Doskozil versteht Aufregung um Treffen mit Kurz nicht

Der burgenländische Landeshauptmann Hans Peter Doskozil (SPÖ) sieht in seinem Treffen mit Kanzler Sebastian Kurz (ÖVP) am Mittwochabend nichts Außergewöhnliches. “Ich verstehe die Aufgeregtheit nicht”, meinte Doskozil angesichts der entsprechenden Medienberichte über vom Kanzleramt veröffentlichte Fotos des Treffens.

Beide Politiker waren am Mittwochnachmittag im Kanzleramt zusammengetroffen und hatten danach via Social Media von einem “guten Austausch” berichtet. Angesichts der jüngsten SP-internen Spannungen um die “Sicherungshaft” war das Treffen von einigen Medien als Provokation gewertet worden – zumal das Kanzleramt mehrere Fotos vom Zusammentreffen veröffentlichte.
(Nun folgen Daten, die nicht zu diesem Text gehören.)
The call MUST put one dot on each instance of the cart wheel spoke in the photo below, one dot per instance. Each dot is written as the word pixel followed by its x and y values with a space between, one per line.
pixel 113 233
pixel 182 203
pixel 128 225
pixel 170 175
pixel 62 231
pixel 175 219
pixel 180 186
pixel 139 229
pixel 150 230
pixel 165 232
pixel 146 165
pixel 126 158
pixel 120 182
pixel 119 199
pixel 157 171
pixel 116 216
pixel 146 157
Doskozil konnte das nach seinem Auftritt im Eurofighter-Untersuchungsausschuss nicht nachvollziehen, wie er meinte: “Wenn das nicht erlaubt ist und großartig thematisiert wird, dann passt irgendwas nicht.” Es müsse natürlich erlaubt sein, dass sich Politiker kennen und ein Gespräch führen. Schließlich gebe es immer wieder Berührungspunkte. “Ich habe auch mit anderen Regierungsvertretern auf Bundesebene Gespräche geführt, auch mit dem Vizekanzler”, so der Landeshauptmann, der im Burgenland in einer Koalition mit der FPÖ regiert.

Das Treffen sei schon länger geplant gewesen, sagte ein Sprecher Doskozils am Donnerstag zur APA. Hauptthema beim Antrittsbesuch des frisch gekürten Landeshauptmanns sei die Jubiläumsgabe des Bundes zur Hundertjahrfeier des Burgenlands gewesen. Daneben sei es in dem rund 45 Minuten langen Gespräch aber auch um aktuelle Thema wie die Sicherungshaft und die Mindestsicherung gegangen sowie darum, wie die Bund-Länder-Beziehung verbessert werden könne.